Copyright © 2005 Wiley-Liss, Inc. Word and Nonword Repetition in Bilingual Subjects: A PET Study. Denise Klein, Kate E. Watkins, Robert J. Zatorre, and Brenda Milner, Human Brain MAPping 27: 153–161 (2006). Permission conveyed through Copyright Clearance Center, Inc.

Experience and Neural Connectivity

Experience can actually sculpt the brain prenatally, as studies of the developing visual system illustrate clearly. Consider the anatomical challenge of connecting the eyes to the rest of the visual system. A simple analogy will help. Imagine that students in a large lecture hall are each viewing the front of the room (the visual field) through a small cardboard tube, such as an empty paper towel roll. If each student looks directly ahead, he or she will see only a small bit of the total visual field.

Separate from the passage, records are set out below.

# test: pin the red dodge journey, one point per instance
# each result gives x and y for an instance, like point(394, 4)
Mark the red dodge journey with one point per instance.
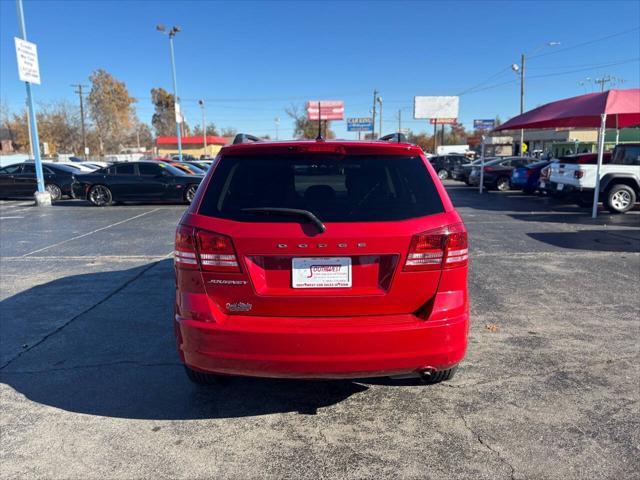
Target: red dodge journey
point(321, 259)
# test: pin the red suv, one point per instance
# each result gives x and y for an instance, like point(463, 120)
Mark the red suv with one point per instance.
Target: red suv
point(321, 259)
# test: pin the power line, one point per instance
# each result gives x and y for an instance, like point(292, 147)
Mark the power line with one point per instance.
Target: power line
point(589, 42)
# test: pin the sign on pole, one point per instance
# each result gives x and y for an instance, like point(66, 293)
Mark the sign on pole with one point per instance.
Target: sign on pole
point(484, 124)
point(325, 109)
point(443, 121)
point(435, 107)
point(363, 124)
point(27, 55)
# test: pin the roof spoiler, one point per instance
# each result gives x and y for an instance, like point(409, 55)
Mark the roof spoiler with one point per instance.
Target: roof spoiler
point(394, 137)
point(244, 138)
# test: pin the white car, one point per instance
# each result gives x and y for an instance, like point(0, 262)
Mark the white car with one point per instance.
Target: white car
point(619, 177)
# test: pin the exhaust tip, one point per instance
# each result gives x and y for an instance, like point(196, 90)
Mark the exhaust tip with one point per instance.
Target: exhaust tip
point(426, 374)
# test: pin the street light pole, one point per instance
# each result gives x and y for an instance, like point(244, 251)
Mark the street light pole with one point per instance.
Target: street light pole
point(172, 33)
point(522, 67)
point(35, 142)
point(373, 132)
point(204, 126)
point(380, 126)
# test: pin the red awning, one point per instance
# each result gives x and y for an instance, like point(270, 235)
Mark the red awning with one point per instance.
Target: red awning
point(621, 106)
point(197, 140)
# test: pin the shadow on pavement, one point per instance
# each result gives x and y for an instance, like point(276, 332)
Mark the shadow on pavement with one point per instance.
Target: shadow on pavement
point(595, 240)
point(117, 358)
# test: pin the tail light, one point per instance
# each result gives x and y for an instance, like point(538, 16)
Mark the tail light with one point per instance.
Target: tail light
point(216, 252)
point(205, 250)
point(443, 248)
point(544, 173)
point(185, 254)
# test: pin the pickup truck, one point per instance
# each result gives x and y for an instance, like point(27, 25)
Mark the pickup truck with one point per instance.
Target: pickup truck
point(619, 177)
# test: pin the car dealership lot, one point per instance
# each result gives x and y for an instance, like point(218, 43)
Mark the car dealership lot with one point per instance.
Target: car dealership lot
point(92, 386)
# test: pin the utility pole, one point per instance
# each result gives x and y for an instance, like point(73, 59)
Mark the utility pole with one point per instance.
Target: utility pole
point(42, 198)
point(373, 132)
point(84, 135)
point(606, 79)
point(204, 126)
point(172, 33)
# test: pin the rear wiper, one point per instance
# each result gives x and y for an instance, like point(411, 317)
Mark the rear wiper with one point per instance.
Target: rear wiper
point(289, 212)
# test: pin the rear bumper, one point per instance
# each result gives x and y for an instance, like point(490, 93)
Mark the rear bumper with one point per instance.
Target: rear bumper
point(322, 347)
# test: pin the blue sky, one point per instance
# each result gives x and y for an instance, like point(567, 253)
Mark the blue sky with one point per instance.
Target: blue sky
point(250, 60)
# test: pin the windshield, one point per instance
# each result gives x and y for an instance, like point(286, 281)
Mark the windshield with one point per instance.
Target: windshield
point(335, 189)
point(171, 169)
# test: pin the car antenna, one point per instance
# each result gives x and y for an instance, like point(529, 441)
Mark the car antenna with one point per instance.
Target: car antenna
point(319, 137)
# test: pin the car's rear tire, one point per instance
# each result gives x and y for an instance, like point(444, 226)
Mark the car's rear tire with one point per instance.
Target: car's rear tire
point(54, 191)
point(202, 378)
point(189, 193)
point(502, 184)
point(620, 198)
point(440, 376)
point(100, 195)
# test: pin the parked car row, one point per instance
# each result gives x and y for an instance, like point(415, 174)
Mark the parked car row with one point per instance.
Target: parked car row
point(151, 180)
point(571, 177)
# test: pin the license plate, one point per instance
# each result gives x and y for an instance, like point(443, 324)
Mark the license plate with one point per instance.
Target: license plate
point(321, 272)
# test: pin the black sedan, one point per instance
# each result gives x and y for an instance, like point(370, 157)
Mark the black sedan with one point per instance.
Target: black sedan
point(19, 180)
point(497, 173)
point(137, 182)
point(462, 172)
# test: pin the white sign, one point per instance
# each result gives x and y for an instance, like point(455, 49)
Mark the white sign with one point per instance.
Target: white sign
point(321, 272)
point(435, 107)
point(27, 55)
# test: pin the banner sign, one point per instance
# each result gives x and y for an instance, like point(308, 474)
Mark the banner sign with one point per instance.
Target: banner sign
point(363, 124)
point(435, 107)
point(484, 124)
point(27, 55)
point(443, 121)
point(328, 109)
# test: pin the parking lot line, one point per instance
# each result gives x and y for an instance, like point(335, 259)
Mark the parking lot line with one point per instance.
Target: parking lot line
point(90, 233)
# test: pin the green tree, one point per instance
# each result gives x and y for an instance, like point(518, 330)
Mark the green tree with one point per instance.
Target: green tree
point(110, 107)
point(305, 128)
point(59, 127)
point(164, 117)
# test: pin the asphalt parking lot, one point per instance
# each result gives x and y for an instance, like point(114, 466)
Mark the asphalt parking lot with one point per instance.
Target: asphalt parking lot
point(91, 386)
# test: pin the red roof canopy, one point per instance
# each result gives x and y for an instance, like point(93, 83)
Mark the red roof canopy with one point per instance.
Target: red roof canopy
point(195, 140)
point(621, 106)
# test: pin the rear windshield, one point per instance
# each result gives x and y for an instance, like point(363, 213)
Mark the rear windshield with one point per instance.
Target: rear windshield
point(338, 189)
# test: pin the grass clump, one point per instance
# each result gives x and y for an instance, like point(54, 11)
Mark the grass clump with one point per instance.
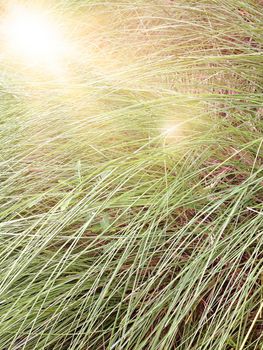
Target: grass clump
point(131, 188)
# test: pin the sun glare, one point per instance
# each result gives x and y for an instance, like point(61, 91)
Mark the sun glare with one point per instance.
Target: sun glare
point(34, 37)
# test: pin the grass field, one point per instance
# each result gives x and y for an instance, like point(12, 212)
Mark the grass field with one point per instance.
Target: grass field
point(131, 168)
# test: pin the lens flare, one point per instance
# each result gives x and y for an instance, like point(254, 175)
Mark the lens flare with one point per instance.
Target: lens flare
point(33, 37)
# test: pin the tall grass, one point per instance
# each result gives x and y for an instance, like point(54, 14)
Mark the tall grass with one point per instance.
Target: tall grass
point(131, 189)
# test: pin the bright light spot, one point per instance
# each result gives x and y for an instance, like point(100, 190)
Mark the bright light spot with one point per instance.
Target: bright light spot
point(34, 37)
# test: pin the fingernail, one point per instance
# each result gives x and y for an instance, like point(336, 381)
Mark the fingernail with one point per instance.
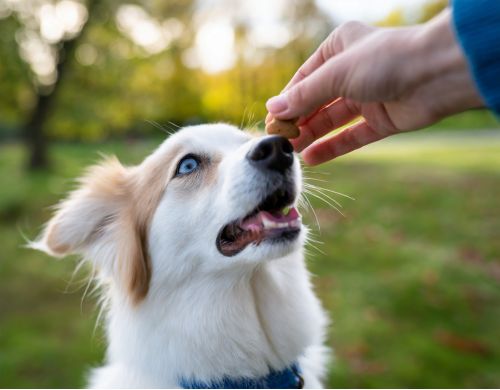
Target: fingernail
point(277, 104)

Section 9-2 describes visual system anatomy. Figure 2-18 details midbrain structures.

Essentially, this is how the photoreceptor cells in the eyes act. Each cell sees only a small bit of the visual field. The problem is putting all of the bits together to form a complete picture. To do so, analogously to students sitting side by side, receptors that see adjacent views must send their information to adjacent regions in the various parts of the brain’s visual system, such as the midbrain. How do they accomplish this feat?

Roger Sperry (1963) suggested the chemoaffinity hypothesis, the idea that specific molecules in different cells in various midbrain regions give each cell a distinctive chemical identity. Each cell has an identifiable biochemical label. Presumably, incoming axons seek out a specific chemical, such as the tropic factors discussed in Section 8-2, and consequently land in the correct general midbrain region.

Many experiments have shown this process to take place prenatally as the eye and brain are developing. But the problem is that chemical affinity directs incoming axons only to a general location. To return to our two adjacent retinal cells, how do they now place themselves in the precisely correct position?

Here is where postnatal experience comes in: fine-tuning of neural placement is believed to be activity-dependent. Because adjacent receptors tend to be activated at the same time, they tend to form synapses on the same neurons in the midbrain after chemoaffinity has drawn them to a general midbrain region. Figure 8-25 illustrates this process. Neurons A and G are unlikely to be activated by the same stimulus, so they seldom fire synchronously. Neurons A and B, in contrast, are apt to be activated by the same stimuli, as are B and C. Through this simultaneous activity and with the passage of time, cells eventually line up correctly in the connections they form.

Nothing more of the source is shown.